In support of the argument that the ALJ properly addressed Plaintiff's subjective complaints, the Commissioner points to other evidence in the record which allegedly discredits Plaintiff's statements. For example, the Commissioner argues that the ALJ noted at various points in the hearing decision that Plaintiff was injured at work in 2003 but continued to work until 2005; that she had relatively conservative treatment, primarily consisting of medication refills; that she did not go to physical therapy because she did not have a car; and that she missed various medical appointments. (Joint Stip. at 48-49, citing AR at 33-35.) However, even assuming that these would be sufficient reasons for the ALJ to reject Plaintiff's subjective complaints, the ALJ did not clearly and explicitly rely on these facts in support of her credibility determination. It would be error for this Court to affirm the ALJ's decision based upon reasons that the ALJ did not discuss. Connett v. Barnhart, 340 F.3d 871, 874 (9th Cir. 2003).

Therefore, in light of the evidence before the ALJ and the additional evidence submitted to the Appeals Council, the Court cannot conclude that the ALJ's credibility determination is supported by substantial evidence, or that any error was harmless.

IV. Conclusion

The decision whether to remand for further proceedings is within this Court's discretion. Harman v.
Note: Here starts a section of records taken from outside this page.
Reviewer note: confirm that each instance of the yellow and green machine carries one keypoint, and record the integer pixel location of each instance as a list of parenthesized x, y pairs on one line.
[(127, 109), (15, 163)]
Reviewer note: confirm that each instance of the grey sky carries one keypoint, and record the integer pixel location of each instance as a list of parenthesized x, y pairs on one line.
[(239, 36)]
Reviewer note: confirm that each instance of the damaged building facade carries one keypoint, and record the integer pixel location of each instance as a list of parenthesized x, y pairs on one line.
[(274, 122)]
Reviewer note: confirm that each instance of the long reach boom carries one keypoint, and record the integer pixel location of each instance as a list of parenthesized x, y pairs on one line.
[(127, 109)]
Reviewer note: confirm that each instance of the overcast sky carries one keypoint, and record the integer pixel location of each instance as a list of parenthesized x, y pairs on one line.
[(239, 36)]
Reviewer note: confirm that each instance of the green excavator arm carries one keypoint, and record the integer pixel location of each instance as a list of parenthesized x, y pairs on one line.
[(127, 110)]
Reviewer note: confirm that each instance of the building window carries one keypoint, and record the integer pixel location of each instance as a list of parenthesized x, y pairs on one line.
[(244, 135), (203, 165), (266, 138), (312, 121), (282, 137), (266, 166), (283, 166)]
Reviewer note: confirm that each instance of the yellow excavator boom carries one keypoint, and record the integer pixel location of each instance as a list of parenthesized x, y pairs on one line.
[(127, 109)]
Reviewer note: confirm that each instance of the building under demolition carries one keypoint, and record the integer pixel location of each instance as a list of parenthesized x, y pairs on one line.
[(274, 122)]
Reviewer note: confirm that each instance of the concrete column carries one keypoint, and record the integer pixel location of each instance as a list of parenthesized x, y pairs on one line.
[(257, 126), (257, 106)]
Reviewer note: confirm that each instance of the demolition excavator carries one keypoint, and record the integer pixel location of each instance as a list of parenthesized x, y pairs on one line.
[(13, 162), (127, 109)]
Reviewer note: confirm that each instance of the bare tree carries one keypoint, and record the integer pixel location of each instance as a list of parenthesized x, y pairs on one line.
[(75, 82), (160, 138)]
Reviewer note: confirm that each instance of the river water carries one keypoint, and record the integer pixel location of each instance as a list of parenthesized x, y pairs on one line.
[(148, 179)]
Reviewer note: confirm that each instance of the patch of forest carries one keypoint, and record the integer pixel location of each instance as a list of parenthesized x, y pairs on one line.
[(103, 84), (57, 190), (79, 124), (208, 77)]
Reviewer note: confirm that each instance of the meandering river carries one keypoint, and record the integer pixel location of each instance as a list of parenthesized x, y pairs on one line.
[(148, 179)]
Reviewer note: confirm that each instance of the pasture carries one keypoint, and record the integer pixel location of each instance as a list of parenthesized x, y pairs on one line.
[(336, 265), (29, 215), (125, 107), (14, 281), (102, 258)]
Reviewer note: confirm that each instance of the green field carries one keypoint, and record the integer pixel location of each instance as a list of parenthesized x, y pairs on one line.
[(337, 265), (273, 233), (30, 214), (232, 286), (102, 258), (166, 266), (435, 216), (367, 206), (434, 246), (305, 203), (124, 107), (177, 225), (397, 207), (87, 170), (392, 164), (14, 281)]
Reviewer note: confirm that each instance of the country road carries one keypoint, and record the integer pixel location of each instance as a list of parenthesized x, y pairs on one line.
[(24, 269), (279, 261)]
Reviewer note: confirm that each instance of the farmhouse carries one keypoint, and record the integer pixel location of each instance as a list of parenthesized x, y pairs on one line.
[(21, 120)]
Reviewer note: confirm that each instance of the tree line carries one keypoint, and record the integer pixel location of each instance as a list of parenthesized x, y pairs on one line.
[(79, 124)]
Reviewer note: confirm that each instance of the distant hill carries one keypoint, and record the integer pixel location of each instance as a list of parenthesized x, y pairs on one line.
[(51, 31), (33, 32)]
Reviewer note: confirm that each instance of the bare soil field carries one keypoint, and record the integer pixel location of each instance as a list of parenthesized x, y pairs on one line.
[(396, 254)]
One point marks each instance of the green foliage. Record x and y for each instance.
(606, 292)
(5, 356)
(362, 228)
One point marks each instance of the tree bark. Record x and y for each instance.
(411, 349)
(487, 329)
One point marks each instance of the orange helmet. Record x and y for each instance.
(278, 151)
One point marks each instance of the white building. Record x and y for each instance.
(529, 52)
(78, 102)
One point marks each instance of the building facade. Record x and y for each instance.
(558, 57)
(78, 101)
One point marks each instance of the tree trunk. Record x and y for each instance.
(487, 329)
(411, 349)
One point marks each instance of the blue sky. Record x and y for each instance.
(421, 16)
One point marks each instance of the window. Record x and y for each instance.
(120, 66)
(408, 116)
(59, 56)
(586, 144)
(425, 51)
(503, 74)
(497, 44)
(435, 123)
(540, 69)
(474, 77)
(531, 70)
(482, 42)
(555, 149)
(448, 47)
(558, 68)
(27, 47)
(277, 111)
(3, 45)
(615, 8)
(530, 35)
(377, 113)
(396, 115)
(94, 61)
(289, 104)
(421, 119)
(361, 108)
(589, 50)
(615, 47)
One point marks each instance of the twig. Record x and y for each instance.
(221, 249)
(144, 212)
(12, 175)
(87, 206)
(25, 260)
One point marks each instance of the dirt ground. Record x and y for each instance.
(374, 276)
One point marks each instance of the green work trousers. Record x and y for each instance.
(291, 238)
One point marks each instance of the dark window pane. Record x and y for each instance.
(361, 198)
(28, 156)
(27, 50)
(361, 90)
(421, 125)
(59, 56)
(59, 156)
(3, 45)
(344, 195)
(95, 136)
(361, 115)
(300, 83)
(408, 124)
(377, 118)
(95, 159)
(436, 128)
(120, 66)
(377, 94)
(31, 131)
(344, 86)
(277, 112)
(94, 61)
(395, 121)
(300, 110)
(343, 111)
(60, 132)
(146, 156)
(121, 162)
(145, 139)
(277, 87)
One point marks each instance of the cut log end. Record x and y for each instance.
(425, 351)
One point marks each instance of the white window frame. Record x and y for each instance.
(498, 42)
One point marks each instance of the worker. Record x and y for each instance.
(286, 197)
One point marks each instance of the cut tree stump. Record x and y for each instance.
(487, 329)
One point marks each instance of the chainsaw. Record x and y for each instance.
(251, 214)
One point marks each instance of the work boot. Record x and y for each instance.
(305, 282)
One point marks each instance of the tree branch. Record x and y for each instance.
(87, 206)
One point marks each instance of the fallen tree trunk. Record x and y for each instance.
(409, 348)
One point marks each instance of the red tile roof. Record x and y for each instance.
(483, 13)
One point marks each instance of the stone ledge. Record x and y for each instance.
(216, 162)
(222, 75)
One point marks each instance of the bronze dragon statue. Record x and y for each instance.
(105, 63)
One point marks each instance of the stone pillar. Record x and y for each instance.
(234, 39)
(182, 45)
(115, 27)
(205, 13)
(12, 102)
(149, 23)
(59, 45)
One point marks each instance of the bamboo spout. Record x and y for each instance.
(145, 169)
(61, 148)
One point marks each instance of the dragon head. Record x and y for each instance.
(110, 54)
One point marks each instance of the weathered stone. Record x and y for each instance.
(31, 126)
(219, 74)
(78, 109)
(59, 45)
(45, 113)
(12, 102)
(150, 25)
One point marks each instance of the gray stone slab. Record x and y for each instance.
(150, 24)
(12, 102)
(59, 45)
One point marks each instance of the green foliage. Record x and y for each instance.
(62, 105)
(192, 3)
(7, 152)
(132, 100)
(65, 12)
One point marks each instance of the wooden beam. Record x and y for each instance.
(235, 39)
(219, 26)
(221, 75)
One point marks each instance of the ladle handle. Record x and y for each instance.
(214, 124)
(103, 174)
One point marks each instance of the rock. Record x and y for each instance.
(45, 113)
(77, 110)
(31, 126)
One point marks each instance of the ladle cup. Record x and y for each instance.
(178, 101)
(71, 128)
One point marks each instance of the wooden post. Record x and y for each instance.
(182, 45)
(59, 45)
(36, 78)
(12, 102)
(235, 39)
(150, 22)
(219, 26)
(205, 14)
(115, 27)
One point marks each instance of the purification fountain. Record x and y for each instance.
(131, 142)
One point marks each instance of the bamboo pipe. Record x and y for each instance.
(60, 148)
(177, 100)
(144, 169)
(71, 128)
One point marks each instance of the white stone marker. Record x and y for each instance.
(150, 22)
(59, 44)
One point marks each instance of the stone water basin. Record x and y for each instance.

Apfel, 211 F.3d 1172, 1175-78 (9th Cir. 2000). Where no useful purpose would be served by further administrative proceedings, or where the record has been fully developed, it is appropriate to exercise this discretion to direct an immediate award of benefits. Id. at 1179 ("[T]he decision of whether to remand for further proceedings turns upon the likely utility of such proceedings."); Benecke v. Barnhart, 379 F.3d 587, 593 (9th Cir. 2004). However, where there are outstanding issues that must be resolved before a determination of disability can be made, and it is not clear from the record that the ALJ would be required to find the claimant disabled if all the evidence were properly evaluated, remand is appropriate. Bunnell v. Barnhart, 336 F.3d 1112, 1115-16 (9th Cir. 2003); see also Connett v. Barnhart, 340 F.3d 871, 876 (9th Cir. 2003) (remanding case for reconsideration of credibility determination).

Here, the ALJ did not review and evaluate the medical evidence submitted by Plaintiff to the Appeals Council after the administrative hearing when assessing Plaintiff's credibility. Accordingly, the case is remanded for further proceedings consistent with this opinion and order.